More than ever I have come to understand the role of a man and a woman, father and mother. When I first got married I felt more womanly than I ever had. There was something about having a man adore and love me and treat me like a woman. It made me feel more feminine. It helped me realize my divine role as a woman. We were married for a few years before we had a baby and in those few years I at times, questioned my role and at times, gained a better understanding of my role. Then our
beautiful daughter was added to our family and our roles became significantly more important. We now had the stewardship, responsibility and privilege...to take care of her. To love her and teach her and provide her with a wonderful life.
The first year of her life we were able to spend quite a bit of time together. We were able to share most of her firsts together and sharing parenthood was so special. Then a few months ago my husbands work intensified and now sometimes it feels like we hardly even see him. Parenthood quickly became me living it and him hearing about it (and of course, seeing tons of pictures and videos). At first, this was very difficult. I
knew this stage would come. I had been trying to mentally prepare myself, but it was still hard. Motherhood was my greatest joy and I loved being home
with our daughter and I loved sharing it with Rick. I knew all we needed was some time to transition into this new phase and it would be awesome, but during that time of transition I spent alot of time trying to figure out my role and his role and how we were to make it work best.
My whole life I have believed in Family and that Family is First.

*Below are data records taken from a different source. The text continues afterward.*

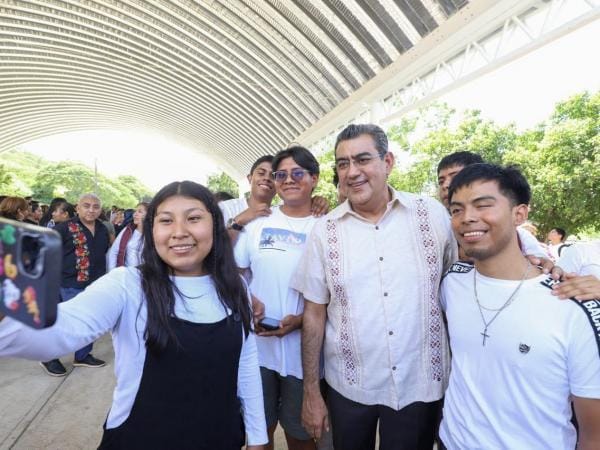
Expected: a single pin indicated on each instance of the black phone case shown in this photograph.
(30, 271)
(269, 326)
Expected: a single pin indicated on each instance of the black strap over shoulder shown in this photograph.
(460, 267)
(591, 309)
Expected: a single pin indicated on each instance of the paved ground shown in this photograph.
(42, 412)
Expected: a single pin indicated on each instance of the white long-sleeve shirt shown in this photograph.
(112, 303)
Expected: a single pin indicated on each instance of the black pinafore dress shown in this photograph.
(187, 397)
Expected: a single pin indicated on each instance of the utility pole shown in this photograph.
(96, 176)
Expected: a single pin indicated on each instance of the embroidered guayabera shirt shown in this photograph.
(385, 339)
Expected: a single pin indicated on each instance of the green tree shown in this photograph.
(439, 139)
(135, 187)
(562, 162)
(326, 188)
(222, 182)
(5, 178)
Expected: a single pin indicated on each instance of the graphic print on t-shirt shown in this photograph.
(280, 239)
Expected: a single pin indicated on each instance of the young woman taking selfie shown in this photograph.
(185, 357)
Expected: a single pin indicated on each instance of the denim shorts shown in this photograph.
(283, 402)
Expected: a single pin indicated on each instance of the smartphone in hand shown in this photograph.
(269, 324)
(30, 271)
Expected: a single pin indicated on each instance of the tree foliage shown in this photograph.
(44, 180)
(223, 183)
(562, 164)
(560, 157)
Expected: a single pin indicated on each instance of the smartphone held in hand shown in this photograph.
(269, 324)
(30, 270)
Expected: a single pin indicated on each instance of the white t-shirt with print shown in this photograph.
(514, 392)
(271, 247)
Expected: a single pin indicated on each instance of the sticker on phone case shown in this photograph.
(11, 294)
(30, 300)
(10, 269)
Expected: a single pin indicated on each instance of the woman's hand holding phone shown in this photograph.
(288, 324)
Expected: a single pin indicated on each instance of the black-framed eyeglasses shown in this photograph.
(279, 176)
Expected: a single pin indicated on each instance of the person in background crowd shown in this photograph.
(34, 213)
(109, 226)
(530, 226)
(126, 250)
(119, 221)
(186, 367)
(518, 355)
(85, 241)
(14, 208)
(556, 240)
(582, 258)
(341, 190)
(46, 220)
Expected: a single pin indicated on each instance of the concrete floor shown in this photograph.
(38, 411)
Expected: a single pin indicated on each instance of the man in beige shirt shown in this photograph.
(370, 276)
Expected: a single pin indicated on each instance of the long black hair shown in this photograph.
(219, 264)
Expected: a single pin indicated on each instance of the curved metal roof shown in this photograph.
(234, 78)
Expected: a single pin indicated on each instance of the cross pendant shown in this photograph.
(485, 335)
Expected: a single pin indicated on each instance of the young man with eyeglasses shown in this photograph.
(370, 277)
(85, 241)
(239, 212)
(271, 248)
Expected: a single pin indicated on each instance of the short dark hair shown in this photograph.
(353, 131)
(259, 161)
(463, 159)
(221, 196)
(303, 157)
(561, 231)
(511, 181)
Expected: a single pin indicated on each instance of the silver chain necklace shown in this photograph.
(506, 304)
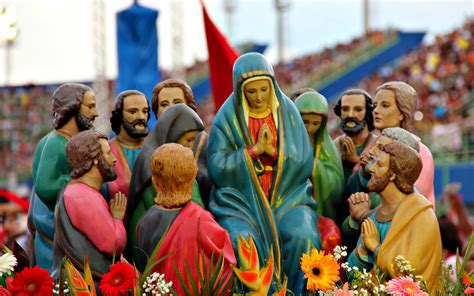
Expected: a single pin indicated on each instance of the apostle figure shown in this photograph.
(85, 224)
(130, 123)
(327, 176)
(394, 106)
(179, 124)
(260, 162)
(192, 231)
(361, 205)
(354, 107)
(404, 224)
(74, 110)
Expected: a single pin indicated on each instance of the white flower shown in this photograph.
(7, 263)
(155, 284)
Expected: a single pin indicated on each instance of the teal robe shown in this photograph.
(327, 175)
(50, 175)
(286, 221)
(172, 125)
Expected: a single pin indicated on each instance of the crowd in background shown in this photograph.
(442, 72)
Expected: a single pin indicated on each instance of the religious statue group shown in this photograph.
(268, 169)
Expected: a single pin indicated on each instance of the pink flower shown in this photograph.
(404, 286)
(344, 291)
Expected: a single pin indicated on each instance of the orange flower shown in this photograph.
(250, 274)
(322, 271)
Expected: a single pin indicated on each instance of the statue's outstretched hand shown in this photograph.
(118, 205)
(370, 235)
(359, 205)
(264, 142)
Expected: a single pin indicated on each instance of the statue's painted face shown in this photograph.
(380, 171)
(169, 96)
(257, 93)
(375, 150)
(386, 111)
(353, 113)
(87, 112)
(187, 140)
(135, 116)
(312, 122)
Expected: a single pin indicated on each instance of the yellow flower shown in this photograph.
(322, 271)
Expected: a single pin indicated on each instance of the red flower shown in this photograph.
(4, 292)
(466, 280)
(31, 281)
(469, 290)
(119, 280)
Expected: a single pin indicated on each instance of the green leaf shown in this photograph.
(461, 269)
(183, 284)
(150, 264)
(191, 279)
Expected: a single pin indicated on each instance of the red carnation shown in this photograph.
(4, 292)
(119, 280)
(31, 281)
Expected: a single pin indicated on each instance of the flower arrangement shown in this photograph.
(322, 272)
(156, 285)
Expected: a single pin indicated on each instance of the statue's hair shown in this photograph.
(82, 150)
(369, 105)
(66, 101)
(401, 135)
(188, 93)
(405, 163)
(406, 97)
(173, 170)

I am SO grateful to be married to someone who feels the same. I have read over and over
The Family Proclamation and believe in it with all my heart. I have never doubted my role as a woman and his as a man. To me, it all just makes sense. It just feels right. But over the past few months as my husband has been gone long days and lots of nights, I have thought about these roles more and more. I realized, he is gone because he is fulfilling his role. That is exactly what he should be doing. And that is what I want him to be doing. I realize it works a little differently for every family, but for ours, this is the path we have chosen and
we have felt it is exactly where we should be. As for my role, I have thought a lot about the word Homemaker. I am the maker of a home. Of
our home. When Rick and I got married I remember my dad telling us that we would now be the creators of a home. That it was our world to create. Back in 2008 President Uchtdorf gave an
awesome talk in which he says, "But to what end were we created? We were created with the express purpose and potential of
experiencing a fullness of joy. Our birthright - and the purpose of our great voyage on this earth - is to seek and experience eternal happiness. One of the ways we
find this is by creating things."
As a mom, I am a creator. Not only a creator of life, but a creator of the world within our home. And though we share this role as husband and wife, mom and dad - as the mom, it is my main privilege and duty to create and provide a good 'world' for my little family. And there is nothing else I would rather be doing. There is
nothing I find greater joy in. I am not only honored to be given this role, but I am happy each day I have to live it.